UNH recently received The Garrett Lee Smith Campus Suicide Prevention Grant which distributes approximately $100,000 a year for three years. This grant, sponsored by SAMHSA (Substance Abuse and Mental Health Services Administration), will help the Counseling Centers at all UNH campuses to deal with suicide prevention.

The UNH Counseling Center is the primary mental health service on campus. The center offers a number of free and confidential services including primarily short-term counseling, same-day emergency services and group counseling workshops coordinated by Dr. David Cross to help students, staff and faculty identify students at risk of suicide. This grant will increase the funding and time attributed to preventing suicide. Since 2005, an increase in student utilization of the Counseling Center at UNH has risen from 6 percent to 8.2 percent or about 1,265 students. According to Dr. Sean Moundas, staff psychologist and assistant director for outreach and assessment at the center, the increase in student utilization can possibly be attributed to the outreach by UNH to decrease stigma around the campuses.

In 2013, Cross was able to bring an online suicide prevention program called Kognito. Moundas said, “Kognito is evidence based, utilizes avatars so that participants can engage in hypothetical conversation with possible students of concerns and can be accessed for free for participants via campus… The GLS grant expands the Kognito programs to include peer LGBTQ+ and student veterans’ programs as well as a program for families and friends of student veterans.”

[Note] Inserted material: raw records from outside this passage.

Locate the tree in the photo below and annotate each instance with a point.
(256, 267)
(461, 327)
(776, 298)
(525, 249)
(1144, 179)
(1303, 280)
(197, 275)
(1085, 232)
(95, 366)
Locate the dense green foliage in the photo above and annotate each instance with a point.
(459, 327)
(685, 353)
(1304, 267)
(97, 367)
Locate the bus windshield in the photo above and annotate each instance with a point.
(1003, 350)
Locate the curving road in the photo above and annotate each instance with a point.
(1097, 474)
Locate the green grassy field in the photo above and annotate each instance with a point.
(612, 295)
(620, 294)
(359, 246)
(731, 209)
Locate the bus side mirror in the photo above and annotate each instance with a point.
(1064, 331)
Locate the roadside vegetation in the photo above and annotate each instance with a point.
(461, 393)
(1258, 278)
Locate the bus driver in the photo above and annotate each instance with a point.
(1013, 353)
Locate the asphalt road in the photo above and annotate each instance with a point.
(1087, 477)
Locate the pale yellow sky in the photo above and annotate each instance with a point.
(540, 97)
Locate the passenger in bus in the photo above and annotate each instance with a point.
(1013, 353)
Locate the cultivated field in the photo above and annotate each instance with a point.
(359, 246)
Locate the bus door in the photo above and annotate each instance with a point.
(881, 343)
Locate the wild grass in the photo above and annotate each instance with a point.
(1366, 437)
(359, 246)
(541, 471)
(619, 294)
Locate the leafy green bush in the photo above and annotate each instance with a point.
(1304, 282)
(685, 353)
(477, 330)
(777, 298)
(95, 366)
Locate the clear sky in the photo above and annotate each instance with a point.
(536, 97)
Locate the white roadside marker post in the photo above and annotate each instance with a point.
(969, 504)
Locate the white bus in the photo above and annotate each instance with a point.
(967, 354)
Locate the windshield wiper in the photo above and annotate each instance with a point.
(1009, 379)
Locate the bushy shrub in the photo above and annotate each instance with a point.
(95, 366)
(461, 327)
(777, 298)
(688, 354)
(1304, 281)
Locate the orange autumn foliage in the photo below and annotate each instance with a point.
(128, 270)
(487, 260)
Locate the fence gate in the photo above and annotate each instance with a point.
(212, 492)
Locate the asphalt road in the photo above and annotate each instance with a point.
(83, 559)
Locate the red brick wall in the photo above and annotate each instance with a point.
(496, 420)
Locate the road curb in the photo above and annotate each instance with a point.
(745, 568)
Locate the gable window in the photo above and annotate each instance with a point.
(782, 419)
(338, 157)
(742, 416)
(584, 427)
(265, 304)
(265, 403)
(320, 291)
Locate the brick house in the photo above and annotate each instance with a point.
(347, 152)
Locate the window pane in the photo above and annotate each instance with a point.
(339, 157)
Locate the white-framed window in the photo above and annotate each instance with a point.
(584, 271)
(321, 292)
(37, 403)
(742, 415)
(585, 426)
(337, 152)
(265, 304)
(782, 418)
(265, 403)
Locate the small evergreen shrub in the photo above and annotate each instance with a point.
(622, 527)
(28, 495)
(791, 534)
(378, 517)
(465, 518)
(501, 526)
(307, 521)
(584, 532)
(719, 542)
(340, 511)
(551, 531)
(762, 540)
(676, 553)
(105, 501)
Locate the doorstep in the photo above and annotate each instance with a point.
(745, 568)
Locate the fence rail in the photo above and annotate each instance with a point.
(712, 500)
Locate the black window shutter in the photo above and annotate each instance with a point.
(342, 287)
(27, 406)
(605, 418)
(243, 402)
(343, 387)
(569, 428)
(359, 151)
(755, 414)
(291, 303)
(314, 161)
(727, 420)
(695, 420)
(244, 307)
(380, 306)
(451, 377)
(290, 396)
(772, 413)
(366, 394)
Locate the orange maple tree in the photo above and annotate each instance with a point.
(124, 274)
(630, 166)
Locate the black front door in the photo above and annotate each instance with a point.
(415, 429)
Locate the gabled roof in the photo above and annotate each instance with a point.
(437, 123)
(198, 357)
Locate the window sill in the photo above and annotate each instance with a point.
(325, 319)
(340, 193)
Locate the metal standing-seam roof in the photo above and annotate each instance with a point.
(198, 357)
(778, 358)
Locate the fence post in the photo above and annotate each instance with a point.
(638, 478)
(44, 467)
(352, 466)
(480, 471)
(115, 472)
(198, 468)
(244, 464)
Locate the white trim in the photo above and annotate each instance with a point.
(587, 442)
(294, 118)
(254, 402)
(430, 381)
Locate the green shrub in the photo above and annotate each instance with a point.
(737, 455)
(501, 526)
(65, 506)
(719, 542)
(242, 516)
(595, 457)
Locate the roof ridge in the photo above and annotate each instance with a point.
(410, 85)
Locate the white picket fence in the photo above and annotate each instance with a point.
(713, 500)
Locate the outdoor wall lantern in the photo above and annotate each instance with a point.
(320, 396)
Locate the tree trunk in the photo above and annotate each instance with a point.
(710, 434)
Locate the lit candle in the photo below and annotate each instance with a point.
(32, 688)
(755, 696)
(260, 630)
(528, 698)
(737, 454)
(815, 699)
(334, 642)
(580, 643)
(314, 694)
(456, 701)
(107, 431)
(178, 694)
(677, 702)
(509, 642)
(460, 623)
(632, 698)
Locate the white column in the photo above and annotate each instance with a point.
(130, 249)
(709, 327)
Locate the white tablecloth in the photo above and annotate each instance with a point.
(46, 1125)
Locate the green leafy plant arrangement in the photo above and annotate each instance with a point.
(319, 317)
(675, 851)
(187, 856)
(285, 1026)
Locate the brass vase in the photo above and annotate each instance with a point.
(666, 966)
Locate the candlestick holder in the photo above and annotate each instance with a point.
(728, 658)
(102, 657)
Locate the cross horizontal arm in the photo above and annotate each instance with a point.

The stigma around mental health still persists in the United States, according to Moundas. “Depictions of people with mental health challenges in the media are often inaccurate and incomplete. One way that stigma manifests is that individuals often feel that seeking mental health concerns means that they should be ashamed or embarrassed when in fact, this can mean the opposite – seeking support can be a sign of awareness and strength.”

The grant will introduce a student organization that helps peers learn more information about mental health and how to reduce stigma and increase awareness on campus.

There are several organizations that deal with suicide prevention on campus. Along with the Counseling Center, there is the BIT (Behavioral Intervention Team), and The Campus Suicide Prevention Committee.

According to Moundas, “The overall aims of the GLS grant are to create more of a safety net for students by: expanding Kognito; conducting related outreach and promotion regarding these programs; facilitating follow-up dialogues about suicide prevention and mental health awareness; beginning a student group on campus that focuses on stigma reduction of mental health concerns and treatment; increasing accuracy of campus suicide related data, providing educational programming regarding suicide prevention that focuses on particularly vulnerable populations regarding suicide risk…”

As more people become aware of mental health issues and reject the ignominy surrounding it, the Counseling Center will become more effective in dealing with students who face depression and possibly suicide. The center has joined the national program called Know the Five Signs, which help peers identify people who might be at risk of suicide.

Moundas recommends, “It is also important not to leave a person alone who has made a threat of suicide and to contact immediate support via UNHCC ‘s main number… If the situation is an imminent emergency and especially if someone has already harmed themselves in some way, the police is the department to contact.”